Based on the 2003 book “The Locklear Letters”, the Scott Abramovitch written and directed Eat Wheaties succeeds as a fascinating characters study, and on-point commentary, about loneliness and social anxiety in the digital era. In Sid Shaw, represented is a man so desperate for connection and approval, that his once-upon-a-time friendship with a celebrity is seen as a way to gain acceptance from those who view Sid as nothing more than an eye-rolling annoyance.

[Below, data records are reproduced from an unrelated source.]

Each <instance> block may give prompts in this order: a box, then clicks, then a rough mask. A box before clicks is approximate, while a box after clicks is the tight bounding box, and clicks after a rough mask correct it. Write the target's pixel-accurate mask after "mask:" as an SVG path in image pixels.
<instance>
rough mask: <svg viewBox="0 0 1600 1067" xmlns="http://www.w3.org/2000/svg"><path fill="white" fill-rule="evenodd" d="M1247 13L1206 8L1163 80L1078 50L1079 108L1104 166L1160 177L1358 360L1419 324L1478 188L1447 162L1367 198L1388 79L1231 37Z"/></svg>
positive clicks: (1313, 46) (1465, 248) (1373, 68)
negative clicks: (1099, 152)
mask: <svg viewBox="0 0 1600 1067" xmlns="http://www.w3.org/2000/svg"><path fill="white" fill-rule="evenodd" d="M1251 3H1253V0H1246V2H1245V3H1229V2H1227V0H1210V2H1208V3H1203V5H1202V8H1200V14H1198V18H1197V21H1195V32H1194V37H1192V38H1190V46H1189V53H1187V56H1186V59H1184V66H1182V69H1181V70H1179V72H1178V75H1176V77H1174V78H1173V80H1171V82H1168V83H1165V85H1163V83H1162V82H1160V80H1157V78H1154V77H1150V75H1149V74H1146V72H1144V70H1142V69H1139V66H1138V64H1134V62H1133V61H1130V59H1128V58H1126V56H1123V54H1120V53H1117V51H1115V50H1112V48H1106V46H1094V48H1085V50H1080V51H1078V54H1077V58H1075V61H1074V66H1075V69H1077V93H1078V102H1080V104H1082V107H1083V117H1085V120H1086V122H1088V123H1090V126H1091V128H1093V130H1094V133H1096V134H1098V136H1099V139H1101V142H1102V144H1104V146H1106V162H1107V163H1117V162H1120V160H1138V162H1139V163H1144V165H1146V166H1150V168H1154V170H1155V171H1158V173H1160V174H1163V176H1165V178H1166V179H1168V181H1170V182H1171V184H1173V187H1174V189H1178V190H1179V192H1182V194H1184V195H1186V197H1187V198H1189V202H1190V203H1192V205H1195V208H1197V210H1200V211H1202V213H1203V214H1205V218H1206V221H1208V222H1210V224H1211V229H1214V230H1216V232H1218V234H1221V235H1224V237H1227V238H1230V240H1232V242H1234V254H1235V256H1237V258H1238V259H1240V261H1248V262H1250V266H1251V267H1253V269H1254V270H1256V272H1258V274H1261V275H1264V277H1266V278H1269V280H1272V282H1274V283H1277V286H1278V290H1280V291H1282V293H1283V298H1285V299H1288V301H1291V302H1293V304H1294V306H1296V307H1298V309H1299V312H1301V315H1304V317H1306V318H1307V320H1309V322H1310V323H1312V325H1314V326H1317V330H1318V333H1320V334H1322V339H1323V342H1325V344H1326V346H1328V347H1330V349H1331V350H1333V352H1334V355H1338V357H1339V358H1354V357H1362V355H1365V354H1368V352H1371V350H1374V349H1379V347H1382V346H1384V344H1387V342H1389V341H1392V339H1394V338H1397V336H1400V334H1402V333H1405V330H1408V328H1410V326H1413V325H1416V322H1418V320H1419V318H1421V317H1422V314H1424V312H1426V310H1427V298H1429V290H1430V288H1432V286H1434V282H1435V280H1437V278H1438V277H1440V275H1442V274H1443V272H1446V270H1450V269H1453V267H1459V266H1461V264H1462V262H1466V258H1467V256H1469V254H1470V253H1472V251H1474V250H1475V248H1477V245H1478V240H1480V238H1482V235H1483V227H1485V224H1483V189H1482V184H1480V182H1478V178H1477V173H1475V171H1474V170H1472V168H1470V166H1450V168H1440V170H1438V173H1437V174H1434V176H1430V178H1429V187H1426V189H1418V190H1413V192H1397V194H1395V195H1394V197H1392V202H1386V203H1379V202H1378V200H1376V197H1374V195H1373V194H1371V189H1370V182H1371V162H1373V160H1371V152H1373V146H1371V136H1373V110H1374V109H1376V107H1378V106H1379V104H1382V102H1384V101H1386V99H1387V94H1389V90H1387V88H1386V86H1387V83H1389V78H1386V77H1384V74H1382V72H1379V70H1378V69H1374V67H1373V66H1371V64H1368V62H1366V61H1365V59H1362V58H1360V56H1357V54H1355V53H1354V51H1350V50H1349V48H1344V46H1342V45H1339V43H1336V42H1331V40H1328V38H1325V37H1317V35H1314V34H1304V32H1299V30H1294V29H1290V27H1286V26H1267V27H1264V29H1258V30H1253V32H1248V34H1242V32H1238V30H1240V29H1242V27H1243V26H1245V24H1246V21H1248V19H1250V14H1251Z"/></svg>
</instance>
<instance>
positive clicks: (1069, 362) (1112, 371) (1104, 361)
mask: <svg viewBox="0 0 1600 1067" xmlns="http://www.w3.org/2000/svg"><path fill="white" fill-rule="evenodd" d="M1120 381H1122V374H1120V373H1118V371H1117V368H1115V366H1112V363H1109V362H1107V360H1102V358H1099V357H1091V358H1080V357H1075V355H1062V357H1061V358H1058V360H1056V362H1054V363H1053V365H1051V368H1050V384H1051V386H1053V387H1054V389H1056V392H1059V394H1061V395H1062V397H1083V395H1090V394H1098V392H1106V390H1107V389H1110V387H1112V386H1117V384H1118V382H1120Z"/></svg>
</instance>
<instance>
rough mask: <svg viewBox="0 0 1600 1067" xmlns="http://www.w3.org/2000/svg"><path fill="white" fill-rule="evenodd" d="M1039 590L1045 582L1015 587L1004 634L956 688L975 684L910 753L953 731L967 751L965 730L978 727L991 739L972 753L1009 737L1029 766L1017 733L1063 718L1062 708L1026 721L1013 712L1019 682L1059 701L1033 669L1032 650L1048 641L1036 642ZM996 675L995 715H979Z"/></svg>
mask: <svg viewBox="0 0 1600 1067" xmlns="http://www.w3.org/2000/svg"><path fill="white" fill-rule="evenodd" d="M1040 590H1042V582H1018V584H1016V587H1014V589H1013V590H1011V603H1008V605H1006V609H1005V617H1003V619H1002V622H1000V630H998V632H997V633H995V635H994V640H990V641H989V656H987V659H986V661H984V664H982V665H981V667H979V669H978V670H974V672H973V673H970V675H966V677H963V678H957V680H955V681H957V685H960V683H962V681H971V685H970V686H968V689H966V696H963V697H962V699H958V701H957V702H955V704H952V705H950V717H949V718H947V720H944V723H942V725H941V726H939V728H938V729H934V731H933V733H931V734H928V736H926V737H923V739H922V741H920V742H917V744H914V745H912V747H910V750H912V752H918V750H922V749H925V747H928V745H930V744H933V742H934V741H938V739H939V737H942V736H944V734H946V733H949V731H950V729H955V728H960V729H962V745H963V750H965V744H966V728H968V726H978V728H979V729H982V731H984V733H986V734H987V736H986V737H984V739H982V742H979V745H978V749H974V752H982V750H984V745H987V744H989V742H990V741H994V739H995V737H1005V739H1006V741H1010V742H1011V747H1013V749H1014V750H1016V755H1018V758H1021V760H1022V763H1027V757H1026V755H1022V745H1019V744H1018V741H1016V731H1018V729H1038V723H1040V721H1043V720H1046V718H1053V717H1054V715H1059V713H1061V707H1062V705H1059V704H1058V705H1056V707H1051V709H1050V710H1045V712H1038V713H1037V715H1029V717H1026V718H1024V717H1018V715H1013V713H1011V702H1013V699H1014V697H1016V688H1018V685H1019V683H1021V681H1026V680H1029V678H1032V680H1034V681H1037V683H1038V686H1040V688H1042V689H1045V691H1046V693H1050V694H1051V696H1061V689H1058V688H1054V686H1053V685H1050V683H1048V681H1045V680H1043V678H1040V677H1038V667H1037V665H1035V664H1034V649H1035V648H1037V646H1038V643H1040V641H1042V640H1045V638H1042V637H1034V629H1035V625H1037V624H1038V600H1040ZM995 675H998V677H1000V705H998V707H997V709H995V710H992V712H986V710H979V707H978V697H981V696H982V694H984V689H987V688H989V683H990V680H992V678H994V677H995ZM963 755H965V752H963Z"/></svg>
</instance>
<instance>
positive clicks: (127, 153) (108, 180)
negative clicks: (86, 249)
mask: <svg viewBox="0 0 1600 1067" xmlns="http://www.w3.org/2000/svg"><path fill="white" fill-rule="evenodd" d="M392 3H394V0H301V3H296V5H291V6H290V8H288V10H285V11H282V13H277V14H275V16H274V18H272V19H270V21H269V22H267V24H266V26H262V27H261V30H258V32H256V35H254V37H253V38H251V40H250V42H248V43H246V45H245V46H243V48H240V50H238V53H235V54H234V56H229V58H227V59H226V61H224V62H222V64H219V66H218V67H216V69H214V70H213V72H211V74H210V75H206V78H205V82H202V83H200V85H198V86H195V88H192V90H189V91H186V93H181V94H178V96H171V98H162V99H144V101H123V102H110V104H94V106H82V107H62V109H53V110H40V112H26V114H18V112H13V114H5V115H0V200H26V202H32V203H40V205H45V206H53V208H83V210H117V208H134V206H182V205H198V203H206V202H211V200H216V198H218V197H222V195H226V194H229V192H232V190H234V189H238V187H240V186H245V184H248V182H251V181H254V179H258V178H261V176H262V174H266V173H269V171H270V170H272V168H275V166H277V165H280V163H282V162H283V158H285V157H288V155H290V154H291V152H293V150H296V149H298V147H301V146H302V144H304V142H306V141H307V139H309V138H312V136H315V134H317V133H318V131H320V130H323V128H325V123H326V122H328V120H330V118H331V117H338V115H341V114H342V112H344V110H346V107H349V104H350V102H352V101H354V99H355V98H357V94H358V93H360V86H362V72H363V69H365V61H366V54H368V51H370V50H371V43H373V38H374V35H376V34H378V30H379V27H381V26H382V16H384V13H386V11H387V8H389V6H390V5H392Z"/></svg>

Tony Hale perfectly captures the quirks, the tone, and the vulnerability that makes Sid Shaw such a sympathetic, perhaps even empathetic, character. Hale has perfected the art of cringe comedy with his performances in TV comedies Arrested Development and Veep, and in Eat Wheaties he certainly brings that element. Yet so too does Hale tap into that loneliness, that vulnerability, that leads a kind hearted albeit overbearing man to reach out into the ether for someone to connect, only to find a vicious response from the jackals of social media ready to pounce on vulnerable prey.
A great supporting cast including Eisha Cuthbert, Alan Dubyk, Sarah Clarke, and a scene stealing Paul Thomas Hauser all compliment Hale’s central turn.
Abramovitch deals with not only the fall, but the redemption of a cancel culture victim with a story big on heart and laughs. Those who don’t take to the confrontational awkward nature that the films comedy style employs might find some moments hard to watch, yet under the cringe is a comedic drama of a big heart and keen intelligence, much like Sid Shaw himself.